1. No século XX, fui registado com o nome de José-Augusto, oriundo de uma das muitas famílias Carvalho da Região do Alentejo; Na Idade Média, fui Tuphy Mass, um dos cavaleiros da Moirama, oriundo da Palestina; ainda na Idade Média, fui Gabriel, um dos escravos da gleba, oriundo do domínio de Fochem.
2. Hoje , sou José-Augusto de Carvalho, mas também Tuphy Mass e Gabriel de Fochem.
Tuphy e Gabriel reviverão se José-Augusto souber merecê-los.
3. Sei ler, escrever e contar.
Excepto quando criança, comi sempre o pão amassado com o suor do meu rosto. Nunca traí ninguém, mas fui traído algumas vezes. Fui sempre amigo desinteressado de quem me quis como amigo. Servi sempre a amizade; nunca me servi da amizade.
Para mim, o Amor é a sublimidade da Vida. E o bem maior da minha vida.
4. Escrevo desde que sei escrever. Leio desde que sei ler; antes ouvia ler. A minha infância foi embalada pelas lendas das Mil e uma noites. Talvez devido a essa influência, adoro ler Poesia e tento escrever poesia. Do que escrevo, há quem goste; e há quem não goste.
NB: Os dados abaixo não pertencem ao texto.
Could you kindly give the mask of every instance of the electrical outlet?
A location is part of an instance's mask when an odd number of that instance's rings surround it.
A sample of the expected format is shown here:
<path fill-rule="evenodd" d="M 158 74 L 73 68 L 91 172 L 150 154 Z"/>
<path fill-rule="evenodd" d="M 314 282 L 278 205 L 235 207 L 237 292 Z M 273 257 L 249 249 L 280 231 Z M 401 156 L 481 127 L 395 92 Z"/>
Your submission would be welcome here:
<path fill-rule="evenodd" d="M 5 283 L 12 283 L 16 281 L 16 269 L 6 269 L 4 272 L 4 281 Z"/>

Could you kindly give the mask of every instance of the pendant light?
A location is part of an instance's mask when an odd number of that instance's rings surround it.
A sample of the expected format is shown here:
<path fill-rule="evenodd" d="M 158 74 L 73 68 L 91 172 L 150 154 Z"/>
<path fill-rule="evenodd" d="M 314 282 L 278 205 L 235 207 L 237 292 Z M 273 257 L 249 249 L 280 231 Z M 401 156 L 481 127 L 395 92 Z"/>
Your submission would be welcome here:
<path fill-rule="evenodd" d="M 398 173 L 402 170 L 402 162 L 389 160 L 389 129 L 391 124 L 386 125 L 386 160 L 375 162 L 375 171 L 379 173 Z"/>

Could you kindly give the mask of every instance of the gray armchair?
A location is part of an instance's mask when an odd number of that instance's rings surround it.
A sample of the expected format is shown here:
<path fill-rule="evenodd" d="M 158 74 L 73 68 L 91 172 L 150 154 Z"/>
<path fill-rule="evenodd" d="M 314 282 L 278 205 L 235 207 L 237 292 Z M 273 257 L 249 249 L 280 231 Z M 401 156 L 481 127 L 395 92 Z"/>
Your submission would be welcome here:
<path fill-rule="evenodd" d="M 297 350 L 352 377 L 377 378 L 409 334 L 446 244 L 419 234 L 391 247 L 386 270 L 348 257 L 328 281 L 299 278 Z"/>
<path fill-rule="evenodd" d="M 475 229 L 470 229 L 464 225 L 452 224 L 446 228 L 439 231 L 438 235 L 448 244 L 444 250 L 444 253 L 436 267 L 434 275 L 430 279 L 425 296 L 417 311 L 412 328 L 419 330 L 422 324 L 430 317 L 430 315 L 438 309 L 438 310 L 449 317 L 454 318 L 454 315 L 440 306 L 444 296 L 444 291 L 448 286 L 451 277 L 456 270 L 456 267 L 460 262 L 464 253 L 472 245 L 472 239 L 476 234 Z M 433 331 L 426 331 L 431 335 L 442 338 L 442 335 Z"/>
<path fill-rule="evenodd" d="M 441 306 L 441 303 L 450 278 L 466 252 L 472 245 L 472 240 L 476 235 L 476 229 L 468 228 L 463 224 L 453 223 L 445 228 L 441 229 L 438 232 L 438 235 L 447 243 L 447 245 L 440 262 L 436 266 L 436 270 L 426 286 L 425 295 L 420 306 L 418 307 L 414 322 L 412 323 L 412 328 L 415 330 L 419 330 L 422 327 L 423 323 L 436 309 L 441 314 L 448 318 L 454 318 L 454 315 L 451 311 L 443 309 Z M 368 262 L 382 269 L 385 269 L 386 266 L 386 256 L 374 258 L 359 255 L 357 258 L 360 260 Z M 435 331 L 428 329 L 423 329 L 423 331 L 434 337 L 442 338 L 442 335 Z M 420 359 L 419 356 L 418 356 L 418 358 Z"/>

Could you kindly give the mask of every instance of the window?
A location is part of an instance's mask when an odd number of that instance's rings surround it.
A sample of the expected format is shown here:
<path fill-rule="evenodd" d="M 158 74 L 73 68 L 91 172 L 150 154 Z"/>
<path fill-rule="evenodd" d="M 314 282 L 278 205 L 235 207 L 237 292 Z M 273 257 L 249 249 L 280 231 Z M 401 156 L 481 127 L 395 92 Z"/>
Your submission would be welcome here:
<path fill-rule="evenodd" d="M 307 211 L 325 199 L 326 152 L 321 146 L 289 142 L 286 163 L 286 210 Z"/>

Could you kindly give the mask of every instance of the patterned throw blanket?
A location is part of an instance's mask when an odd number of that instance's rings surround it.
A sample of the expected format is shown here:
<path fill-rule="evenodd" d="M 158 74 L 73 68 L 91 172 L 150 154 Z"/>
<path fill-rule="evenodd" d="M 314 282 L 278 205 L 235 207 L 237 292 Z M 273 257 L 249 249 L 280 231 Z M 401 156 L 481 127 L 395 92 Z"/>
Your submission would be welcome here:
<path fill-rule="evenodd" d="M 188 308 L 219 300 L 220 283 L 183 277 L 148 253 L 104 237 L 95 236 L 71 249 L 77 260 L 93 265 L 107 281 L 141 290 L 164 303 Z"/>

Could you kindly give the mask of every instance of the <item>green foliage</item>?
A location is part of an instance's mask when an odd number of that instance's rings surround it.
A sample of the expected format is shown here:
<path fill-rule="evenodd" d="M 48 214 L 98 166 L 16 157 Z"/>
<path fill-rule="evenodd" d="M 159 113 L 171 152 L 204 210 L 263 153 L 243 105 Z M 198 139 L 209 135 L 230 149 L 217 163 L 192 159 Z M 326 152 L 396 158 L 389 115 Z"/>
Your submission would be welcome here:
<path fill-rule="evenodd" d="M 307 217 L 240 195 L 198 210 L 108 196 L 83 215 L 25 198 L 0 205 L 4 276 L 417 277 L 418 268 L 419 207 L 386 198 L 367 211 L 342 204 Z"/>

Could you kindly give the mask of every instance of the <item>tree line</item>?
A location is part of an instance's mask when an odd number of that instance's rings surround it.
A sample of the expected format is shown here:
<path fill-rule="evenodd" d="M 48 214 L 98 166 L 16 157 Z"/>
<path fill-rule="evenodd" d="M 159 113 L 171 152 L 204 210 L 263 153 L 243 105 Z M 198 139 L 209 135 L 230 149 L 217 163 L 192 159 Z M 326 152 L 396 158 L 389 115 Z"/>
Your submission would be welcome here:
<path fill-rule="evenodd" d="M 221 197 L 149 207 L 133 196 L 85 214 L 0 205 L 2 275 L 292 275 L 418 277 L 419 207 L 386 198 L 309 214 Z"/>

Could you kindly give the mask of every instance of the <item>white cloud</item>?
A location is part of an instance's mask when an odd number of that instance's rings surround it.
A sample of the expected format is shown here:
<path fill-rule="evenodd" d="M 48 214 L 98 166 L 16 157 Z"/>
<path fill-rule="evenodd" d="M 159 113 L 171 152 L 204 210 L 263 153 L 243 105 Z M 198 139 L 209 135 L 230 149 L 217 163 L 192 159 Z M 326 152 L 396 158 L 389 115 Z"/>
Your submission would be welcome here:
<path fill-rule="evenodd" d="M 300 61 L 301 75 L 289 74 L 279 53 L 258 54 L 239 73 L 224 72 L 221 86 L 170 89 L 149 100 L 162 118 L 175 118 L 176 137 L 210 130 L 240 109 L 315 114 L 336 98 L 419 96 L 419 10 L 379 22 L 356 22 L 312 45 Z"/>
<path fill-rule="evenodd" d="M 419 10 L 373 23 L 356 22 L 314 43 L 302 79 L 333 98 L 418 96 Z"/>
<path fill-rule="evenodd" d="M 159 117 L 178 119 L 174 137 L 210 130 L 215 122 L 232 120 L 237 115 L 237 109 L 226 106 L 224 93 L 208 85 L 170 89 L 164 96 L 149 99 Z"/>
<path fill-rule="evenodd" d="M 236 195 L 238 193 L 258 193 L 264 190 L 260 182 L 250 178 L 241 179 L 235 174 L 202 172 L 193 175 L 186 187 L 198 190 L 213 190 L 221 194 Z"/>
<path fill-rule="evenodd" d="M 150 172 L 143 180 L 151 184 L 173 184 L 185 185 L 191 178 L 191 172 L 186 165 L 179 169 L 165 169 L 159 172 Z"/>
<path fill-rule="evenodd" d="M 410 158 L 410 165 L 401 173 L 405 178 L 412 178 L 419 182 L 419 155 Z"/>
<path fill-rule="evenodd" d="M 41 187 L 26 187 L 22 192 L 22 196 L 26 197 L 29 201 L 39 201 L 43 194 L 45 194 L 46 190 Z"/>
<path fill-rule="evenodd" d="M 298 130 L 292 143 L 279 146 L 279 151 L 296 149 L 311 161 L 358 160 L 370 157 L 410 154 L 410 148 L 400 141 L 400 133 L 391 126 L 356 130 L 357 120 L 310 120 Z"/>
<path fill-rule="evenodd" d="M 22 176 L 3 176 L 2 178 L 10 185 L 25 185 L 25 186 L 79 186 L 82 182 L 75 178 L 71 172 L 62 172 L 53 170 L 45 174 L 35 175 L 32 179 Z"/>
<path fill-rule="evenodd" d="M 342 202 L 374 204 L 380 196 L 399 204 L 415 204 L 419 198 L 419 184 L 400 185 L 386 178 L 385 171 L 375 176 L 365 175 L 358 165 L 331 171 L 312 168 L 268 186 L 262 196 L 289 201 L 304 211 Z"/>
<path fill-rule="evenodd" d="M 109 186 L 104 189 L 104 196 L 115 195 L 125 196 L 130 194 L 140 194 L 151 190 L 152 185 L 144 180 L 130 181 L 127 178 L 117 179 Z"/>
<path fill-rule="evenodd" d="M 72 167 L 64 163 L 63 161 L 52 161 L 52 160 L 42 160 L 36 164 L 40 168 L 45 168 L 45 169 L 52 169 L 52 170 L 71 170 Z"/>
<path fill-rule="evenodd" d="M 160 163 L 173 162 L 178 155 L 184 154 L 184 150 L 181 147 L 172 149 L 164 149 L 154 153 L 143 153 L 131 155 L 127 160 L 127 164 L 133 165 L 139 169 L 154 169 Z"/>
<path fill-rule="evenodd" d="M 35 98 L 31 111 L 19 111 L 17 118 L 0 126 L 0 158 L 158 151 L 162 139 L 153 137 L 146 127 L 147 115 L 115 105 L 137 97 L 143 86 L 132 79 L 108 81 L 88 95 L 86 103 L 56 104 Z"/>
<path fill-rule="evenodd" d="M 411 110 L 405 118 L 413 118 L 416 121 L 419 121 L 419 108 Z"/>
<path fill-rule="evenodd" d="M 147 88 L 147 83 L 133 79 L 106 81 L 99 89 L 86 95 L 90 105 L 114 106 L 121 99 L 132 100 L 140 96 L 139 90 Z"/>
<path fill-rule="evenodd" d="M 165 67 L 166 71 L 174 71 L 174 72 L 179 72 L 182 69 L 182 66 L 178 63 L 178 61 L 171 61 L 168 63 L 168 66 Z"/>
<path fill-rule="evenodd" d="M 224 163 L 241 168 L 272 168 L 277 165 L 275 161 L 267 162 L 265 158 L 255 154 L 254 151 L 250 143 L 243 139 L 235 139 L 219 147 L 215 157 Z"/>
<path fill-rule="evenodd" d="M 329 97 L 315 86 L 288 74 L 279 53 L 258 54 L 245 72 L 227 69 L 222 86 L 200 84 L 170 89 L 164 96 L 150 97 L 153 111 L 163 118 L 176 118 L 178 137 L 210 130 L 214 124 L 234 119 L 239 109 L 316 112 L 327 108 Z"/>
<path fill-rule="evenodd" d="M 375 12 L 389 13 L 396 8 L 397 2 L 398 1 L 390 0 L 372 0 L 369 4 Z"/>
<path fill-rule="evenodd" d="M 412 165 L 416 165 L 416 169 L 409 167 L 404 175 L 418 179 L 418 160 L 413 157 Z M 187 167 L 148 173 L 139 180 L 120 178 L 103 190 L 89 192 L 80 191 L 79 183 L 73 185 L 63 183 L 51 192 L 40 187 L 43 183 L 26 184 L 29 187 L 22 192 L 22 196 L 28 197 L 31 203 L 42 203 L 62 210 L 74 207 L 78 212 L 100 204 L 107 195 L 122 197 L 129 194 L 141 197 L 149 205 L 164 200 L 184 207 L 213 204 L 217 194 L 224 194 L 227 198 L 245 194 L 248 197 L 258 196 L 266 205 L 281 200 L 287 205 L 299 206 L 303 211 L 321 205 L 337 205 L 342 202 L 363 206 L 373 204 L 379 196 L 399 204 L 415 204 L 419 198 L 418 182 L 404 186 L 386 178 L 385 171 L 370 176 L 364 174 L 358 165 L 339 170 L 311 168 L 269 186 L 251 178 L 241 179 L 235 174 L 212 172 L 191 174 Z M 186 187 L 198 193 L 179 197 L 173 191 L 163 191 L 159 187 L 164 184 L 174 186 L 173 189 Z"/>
Não sou nem quero ser senão o que sou e sempre fui.
5. No meu mar de sonho, cá vou, de naufrágio em naufrágio, perdendo-me nos braços da sereia que está sempre à minha espera.
6. Como ser humano, sou da Humanidade. Como terráqueo, reclamo-me da Terra toda.

O Tríptico do Mar
[Homenagem a Bartolomeu Dias]

1

Não são irreverências de poetas...
Não são os esplendores de estro e mito...
São as angústias prenhes de infinito
tremendo nas agulhas inquietas...

Além da terra finda, o mar aberto!
Só ondas cavalgadas pelos medos
traziam melopeias e segredos
de anseios de alma de um sonhar desperto.

Ao leme, um tempo exacto de epopeias
cantando em versos puros a romagem
ao templo do sem fim que além chamava...

Nas velas enfunadas, luas cheias
deitando no convés a nívea imagem
do sonho que era vida e que tardava...

2

Na pátria que ficara à beira-mar,
chorando sobressaltos malsinados,
os cortesãos, no Paço aboletados,
trovavam indolências de folgar.

Senhores de cidades e de vilas,
em mesas de abastança e bem-nascer,
somavam as parcelas de outro haver,
douradas de horas fúteis e tranquilas.

Ah, pátria dividida em dor e gula!
Ah, sonho adulterado por intrigas!
Ah, carne à sexta-feira, paga a bula!

Ah, pátria de sofridas aventuras,
que importam tantos sonhos que persigas,
se atracas sempre ao cais das amarguras?

3

No peito vão os cabos, vão as ilhas,
as terras, os padrões, o sonho erguido...
Agora resta o mar desconhecido,
promessas, perdições e maravilhas.

Ah, ébano africano, não escondas,
além de ti, os cravos e as pimentas...
Se temo, não recuo ante as tormentas
que emergem tenebrosas destas ondas.

Termina ou não em ponta a terra vasta?
Aonde o Cabo Sim abrindo o Leste
que banha de arrebois a minha vida?

Ah, sonho de uma pátria! E o sonho basta!
Nas tuas mãos deponho o que quiseste:
a rota da visão apetecida!

5/6.Setembro.2004

Nota histórica:
Bartolomeu Dias dobrou o Cabo das Tormentas, como o chamou, em 1488.
A este mesmo Cabo, chamou o rei D. João II, Cabo da Boa Esperança,
porque alentava a esperança de chegar à Índia por mar.
Bartolomeu Dias ali morreria, em 1500, quando naufragou o barco que comandava
e que integrava a esquadra de Pedro Álvares Cabral.